Especialmente en una ciudad como Washington, donde tanta gente trabaja en políticas públicas, el efecto neto cuando se combinan estos espectáculos menores con los grandes actos de violencia es la sensación de que ahora todos somos combatientes, ya sea en casa o en el trabajo.

Eso fue cierto incluso el día en que el caos se acercó más al poder real. Aunque la importación de Jan. 6 es un intento de perturbar violentamente el funcionamiento constitucional del gobierno, muchas de las revelaciones posteriores más sorprendentes involucraron el trato que los insurrectos dieron a los trabajadores de Washington que estaban en el trabajo ese día: La policía que fue golpeada y llamó a la

Sí, el personal siempre ha corrido el riesgo de sufrir daños colaterales de la violencia política. Un policía de Washington, un oficial del Servicio Secreto y el portavoz presidencial fueron asesinados junto con Ronald Reagan en 1981. Pero no eran objetivos. Al mirar el video de la furia con la que los alborotadores confrontaron a la fuerza laboral anónima del Capitolio, se comprende por qué muchos tipos de Washington en todos los bandos políticos podrían preocuparse de ser presas potenciales y no sólo espectadores potenciales.
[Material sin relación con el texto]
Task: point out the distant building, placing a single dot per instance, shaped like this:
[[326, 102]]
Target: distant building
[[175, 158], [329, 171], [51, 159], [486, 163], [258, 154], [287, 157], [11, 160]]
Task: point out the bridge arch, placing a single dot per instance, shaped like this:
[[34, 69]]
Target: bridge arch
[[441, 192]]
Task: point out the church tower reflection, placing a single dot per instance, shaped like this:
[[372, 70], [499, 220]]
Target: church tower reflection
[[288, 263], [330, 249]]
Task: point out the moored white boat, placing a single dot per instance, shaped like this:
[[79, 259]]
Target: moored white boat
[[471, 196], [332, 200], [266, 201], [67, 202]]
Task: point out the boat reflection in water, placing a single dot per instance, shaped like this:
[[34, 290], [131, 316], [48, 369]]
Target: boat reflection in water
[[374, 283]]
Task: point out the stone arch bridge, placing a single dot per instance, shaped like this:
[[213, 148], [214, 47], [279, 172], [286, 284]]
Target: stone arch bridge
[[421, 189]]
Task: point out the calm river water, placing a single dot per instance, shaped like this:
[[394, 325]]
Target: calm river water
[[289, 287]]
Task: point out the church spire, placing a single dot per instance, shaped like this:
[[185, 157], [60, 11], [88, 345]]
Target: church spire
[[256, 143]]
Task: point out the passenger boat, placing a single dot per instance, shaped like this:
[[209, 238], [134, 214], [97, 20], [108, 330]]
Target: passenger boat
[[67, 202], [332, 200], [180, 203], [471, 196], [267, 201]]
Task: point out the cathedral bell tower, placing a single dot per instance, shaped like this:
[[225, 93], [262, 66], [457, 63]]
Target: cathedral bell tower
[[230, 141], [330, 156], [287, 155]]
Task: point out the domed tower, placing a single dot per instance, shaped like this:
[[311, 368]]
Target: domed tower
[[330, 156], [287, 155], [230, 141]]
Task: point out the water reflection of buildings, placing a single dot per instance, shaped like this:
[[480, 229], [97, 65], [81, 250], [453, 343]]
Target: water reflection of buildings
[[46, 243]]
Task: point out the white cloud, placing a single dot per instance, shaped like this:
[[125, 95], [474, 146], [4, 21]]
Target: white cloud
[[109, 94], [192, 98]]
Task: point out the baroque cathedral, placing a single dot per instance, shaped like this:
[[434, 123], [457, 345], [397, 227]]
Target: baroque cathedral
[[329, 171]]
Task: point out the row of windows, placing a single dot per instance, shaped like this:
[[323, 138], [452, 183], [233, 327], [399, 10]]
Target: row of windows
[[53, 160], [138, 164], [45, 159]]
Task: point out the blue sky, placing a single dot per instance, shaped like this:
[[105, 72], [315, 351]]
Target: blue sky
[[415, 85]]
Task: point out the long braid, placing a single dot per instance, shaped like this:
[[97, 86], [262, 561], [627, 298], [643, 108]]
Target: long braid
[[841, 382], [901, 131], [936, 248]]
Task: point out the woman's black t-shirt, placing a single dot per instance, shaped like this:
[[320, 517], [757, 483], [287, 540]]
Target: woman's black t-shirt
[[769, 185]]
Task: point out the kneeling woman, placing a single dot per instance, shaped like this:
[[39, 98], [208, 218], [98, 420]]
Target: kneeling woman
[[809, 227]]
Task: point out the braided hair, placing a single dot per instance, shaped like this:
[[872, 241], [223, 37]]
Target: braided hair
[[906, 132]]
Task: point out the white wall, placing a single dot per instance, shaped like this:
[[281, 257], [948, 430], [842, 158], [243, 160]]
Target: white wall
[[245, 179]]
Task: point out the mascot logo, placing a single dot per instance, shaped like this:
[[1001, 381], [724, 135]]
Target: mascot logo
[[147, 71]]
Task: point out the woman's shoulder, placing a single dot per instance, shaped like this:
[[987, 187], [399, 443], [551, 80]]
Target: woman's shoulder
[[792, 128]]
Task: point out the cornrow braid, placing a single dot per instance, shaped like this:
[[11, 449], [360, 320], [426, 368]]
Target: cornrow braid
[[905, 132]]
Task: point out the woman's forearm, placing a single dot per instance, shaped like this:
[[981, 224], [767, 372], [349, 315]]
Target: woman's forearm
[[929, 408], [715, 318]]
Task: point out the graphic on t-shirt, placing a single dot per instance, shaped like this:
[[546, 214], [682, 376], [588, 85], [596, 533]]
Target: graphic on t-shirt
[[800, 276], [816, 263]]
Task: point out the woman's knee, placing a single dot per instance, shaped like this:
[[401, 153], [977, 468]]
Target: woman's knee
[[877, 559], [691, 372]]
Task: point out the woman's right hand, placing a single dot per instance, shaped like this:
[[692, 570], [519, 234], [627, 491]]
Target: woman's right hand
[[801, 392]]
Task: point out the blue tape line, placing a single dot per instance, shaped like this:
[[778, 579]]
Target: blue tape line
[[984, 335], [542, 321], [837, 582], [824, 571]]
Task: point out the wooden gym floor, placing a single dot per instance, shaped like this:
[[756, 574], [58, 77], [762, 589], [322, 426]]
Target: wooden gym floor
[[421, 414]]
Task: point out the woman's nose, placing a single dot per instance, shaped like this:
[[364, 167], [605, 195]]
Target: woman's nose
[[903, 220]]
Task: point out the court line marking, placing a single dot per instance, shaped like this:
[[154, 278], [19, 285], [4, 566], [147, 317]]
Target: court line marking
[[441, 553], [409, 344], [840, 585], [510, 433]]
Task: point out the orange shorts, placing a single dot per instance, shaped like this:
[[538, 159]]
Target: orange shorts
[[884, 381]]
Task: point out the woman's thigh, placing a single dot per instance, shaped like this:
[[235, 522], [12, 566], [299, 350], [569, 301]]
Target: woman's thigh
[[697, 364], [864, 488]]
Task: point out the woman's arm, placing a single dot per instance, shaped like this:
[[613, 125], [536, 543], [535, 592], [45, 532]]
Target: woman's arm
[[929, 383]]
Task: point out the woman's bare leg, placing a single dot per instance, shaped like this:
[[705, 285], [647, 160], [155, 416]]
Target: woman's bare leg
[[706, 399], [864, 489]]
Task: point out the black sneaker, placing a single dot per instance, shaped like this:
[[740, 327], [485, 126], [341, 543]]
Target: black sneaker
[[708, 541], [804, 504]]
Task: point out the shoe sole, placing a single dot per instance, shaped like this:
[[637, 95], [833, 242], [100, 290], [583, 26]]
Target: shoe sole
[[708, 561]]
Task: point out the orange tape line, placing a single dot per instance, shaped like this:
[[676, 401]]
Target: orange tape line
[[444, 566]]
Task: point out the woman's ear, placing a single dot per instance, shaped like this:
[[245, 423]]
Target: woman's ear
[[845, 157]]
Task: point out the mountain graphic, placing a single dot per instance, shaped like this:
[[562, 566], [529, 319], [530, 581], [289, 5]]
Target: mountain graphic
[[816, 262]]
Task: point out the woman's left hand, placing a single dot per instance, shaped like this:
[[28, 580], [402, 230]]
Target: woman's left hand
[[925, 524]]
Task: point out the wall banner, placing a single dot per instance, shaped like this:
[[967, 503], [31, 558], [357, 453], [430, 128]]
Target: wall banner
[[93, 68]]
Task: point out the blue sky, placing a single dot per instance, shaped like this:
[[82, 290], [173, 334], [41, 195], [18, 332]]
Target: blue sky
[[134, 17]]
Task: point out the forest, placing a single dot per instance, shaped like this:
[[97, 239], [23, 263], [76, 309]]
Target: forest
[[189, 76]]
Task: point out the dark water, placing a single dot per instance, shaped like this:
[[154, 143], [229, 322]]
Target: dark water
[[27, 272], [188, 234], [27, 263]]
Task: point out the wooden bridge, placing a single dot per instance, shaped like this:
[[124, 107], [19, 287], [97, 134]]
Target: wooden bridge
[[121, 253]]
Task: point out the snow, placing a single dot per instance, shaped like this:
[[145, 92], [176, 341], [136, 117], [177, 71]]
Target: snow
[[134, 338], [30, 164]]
Eso es cierto incluso si simplemente estamos viviendo una vida de nerds en Washington. En 2019, los nacionalistas blancos marcharon hacia una librería de Connecticut Avenue donde se leía un libro sobre el resentimiento racial. Unos años antes, una pizzería y pingpong en la misma cuadra fue asaltada por un hombre armado que suscribía una extraña teoría de conspiración que decía que el restaurante era un epicentro del tráfico de niños por parte de las élites políticas demócratas. Tal vez fue simplemente una locura de la era de Internet, pero en una cultura acostumbrada a estar a salvo de la política, era inquietante de todos modos.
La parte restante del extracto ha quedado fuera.